To really explain this, we need to take a trip back to my childhood. When I was a kid, there was these books that I loved. They were called "Choose Your Own Adventure" books. Remember those? In the books, you made a choice and based on your choice, you got to choose which page to turn too. Depending on what you choose, it changed the outcome of the book. Some of the choices ended in glorious victory, and some in painful and agonizing defeat. If you were like me, you read the book through once, then checked out all the outcomes and then made the choice that led to the glorious victory. Yes, that's cheating, but no one likes to fail. The tricky part about these books is often the choice that seems best will lead to disaster. I'm not sure what they were trying to teach us, but the risky moves often paid off. They always kept us guessing.

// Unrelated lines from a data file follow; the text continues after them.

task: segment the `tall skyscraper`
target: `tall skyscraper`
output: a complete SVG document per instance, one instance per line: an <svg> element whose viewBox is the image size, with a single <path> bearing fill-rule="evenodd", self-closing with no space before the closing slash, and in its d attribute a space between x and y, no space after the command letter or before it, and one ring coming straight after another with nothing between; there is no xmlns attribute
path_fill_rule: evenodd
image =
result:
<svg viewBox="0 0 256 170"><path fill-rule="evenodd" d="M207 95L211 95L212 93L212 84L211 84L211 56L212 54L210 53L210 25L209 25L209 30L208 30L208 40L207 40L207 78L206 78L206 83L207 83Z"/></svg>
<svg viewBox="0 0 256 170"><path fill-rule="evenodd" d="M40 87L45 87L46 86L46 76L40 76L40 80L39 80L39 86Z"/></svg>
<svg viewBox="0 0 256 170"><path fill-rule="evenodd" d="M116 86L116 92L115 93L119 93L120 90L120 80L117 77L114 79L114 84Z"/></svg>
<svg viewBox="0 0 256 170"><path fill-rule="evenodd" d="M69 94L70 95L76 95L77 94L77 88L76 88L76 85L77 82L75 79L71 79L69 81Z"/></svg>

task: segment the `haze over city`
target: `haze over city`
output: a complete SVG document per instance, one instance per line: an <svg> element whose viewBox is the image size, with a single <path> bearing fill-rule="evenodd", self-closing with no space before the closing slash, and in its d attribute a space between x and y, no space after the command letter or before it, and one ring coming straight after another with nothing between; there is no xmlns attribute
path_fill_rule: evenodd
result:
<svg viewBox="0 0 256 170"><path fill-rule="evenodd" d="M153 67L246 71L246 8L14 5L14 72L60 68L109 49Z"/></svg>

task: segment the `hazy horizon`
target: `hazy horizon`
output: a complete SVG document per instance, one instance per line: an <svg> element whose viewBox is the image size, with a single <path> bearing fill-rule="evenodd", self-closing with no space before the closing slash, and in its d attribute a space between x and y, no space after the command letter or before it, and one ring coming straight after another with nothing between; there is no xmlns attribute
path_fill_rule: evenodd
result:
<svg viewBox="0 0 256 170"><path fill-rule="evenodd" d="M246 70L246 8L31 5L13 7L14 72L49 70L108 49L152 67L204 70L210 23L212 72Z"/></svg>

What if you could live your life like a choose your own adventure book. The reality is that God sort of does that. God sees all your life, beginning, middle and end so He can make the choice that is best. The choice that is going to be what is the best for your life. The problem comes when we assume that we know what is best for our lives. For example, I could say it would be much better for me if my parents lived, grew old and died at an old age, getting to see my graduate college and seminary, get married and they could meet my kids. That makes sense, that seems like the best plan. God saw the outcome of that plan, He knew what I would be like and the choices I would make if that were my future. It was a better outcome for everyone for them to have cancer and die. The road that I took because of that event shaped my life in a way that it was best for everyone.

That is a hard pill to swallow when faced with despair and tragedy, I understand. I have lost family members and friends, I have seen horrible suffering and pain. How can it benefit a family when they lose a child, when a baby dies, when pain won't stop and when people lose everything? I don't know, but God does. In this sinful, evil, and dark world, sometimes the path that gets us where we need to be is dark and horrible. It can be painful. We also self inflict a lot of pain on ourselves. If you smoke for 30 years, you probably shouldn't shake your fists at the heavens when you get lung cancer. If you get into relationships with people who make bad choices, you can't blame God when those bad choices come back to cause you pain. Sometimes bad things happen because we make bad choices. The glorious part is God still uses those to bring us to a good place. Even our bad choices can be used by God to bring blessing.

To bring it back full circle, God hasn't healed my depression yet because I need it to get where it's best for me to be. The best thing for me right now is to suffer and trust that God has a purpose for my suffering. I don't know what it is, and I don't know what He is doing, and I may never know. I will never know what lies down the other road, but it doesn't matter, because this is the road I'm on. I have to trust the destination, knowing the end will be the best of all available ends.

By the way, this is a theological doctrine called the Best of All Possible Worlds, and I like it. Props to John Piper.